Delirium merged synth sounds with their Gaelic folk music, and the latter was an otherworldly thing to my ears – I had no idea what those lyrics were about. I listened to the reels and jigs, and I wanted to listen to more of them. By extension from there started to listen more broadly to folk music. Capercaillie’s Delirium is not pure folk, but they are steeped in its traditions, and it opened that world up to me and gave me landmarks to mark the course of exploration.

The Proms does that too. You go along to see something that, as a piece of sheet music written hundreds of years ago, could be stultifying, but actually it’s alive because people are on stage and giving their own interpretations – like tonight’s Prom, with the trombonist in the orchestra in Boléro.

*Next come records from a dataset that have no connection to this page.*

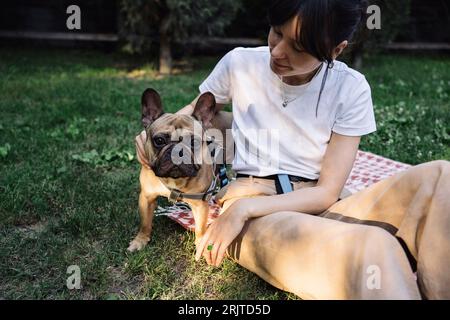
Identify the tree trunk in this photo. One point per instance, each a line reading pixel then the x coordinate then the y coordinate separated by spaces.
pixel 165 54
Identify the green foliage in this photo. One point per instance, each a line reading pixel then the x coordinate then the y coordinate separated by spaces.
pixel 141 20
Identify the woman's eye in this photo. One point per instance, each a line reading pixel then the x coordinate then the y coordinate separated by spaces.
pixel 159 141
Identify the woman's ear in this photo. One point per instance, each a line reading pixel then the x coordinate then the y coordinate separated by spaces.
pixel 340 47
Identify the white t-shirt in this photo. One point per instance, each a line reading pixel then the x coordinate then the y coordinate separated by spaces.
pixel 272 139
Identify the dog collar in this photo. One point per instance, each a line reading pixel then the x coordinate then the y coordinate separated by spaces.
pixel 177 195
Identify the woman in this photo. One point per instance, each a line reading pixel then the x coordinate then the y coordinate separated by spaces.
pixel 316 109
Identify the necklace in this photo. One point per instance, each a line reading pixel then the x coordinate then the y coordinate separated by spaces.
pixel 283 96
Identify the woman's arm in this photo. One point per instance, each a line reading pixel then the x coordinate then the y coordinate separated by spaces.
pixel 336 167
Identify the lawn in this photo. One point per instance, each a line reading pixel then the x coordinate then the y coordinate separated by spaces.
pixel 69 179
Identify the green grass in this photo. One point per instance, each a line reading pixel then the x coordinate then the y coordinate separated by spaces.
pixel 69 180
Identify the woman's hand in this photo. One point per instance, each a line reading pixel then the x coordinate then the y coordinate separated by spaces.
pixel 140 151
pixel 222 232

What did you think of the music in tonight’s Prom?

It was my first time ever hearing Boléro live, although like most people I expect I know it very well. It was my first time hearing anything by Debussy live, and had never heard anything by Lili Boulanger. I’ll work back, because I have Boléro in my mind at the moment.

I think it’s a pivotal piece of music. It’s not that exciting because once you’ve heard it you know where it goes, but that’s also true of most trance singles released on Positiva at the turn of the century. It’s a dance music track in embryonic minimalist form, building layers, reshaping loops, falling back. It’s also a pop music track because it’s instantly memorable. And it’s a classical music track because it uses an orchestra – it’s many different things. I want to know how it affects the broader world beyond classical, not if it was too fast or too slow, or which genre it neatly fits into. It’s probably not Ravel’s best in his own mind, but it’s certainly his big crossover hit from beyond the grave.

With Debussy I found myself not focusing on the musicians, but drifting. Not that it was bad, but I think that’s what it was about. I started thinking of other images the music was putting in my mind, in a way that Boléro didn’t. The first piece (the Prélude à L’apres-midi d’un faune) I thought was better at doing that than the Nocturnes. It was a nice warm-up, and I could see why it was first. Nobody stood out, it was a piece that brought everybody together. There was one thing happening organically. I couldn’t sing you a note of it now, but it engendered thoughts of other things.

With the Boulanger I found it very quiet, despite everything on stage – which felt like a choice that the performers had decided to restrain things. I thought that was odd.

What was your experience of the arena compared to elsewhere in the Royal Albert Hall?

For the Debussy I think I would rather have been sat down, but not for Boléro. It was odd to be standing up for classical, I would have expected to sit down and would rather do that I think.

Verdict: A qualified SUCCESS, even more so with seats!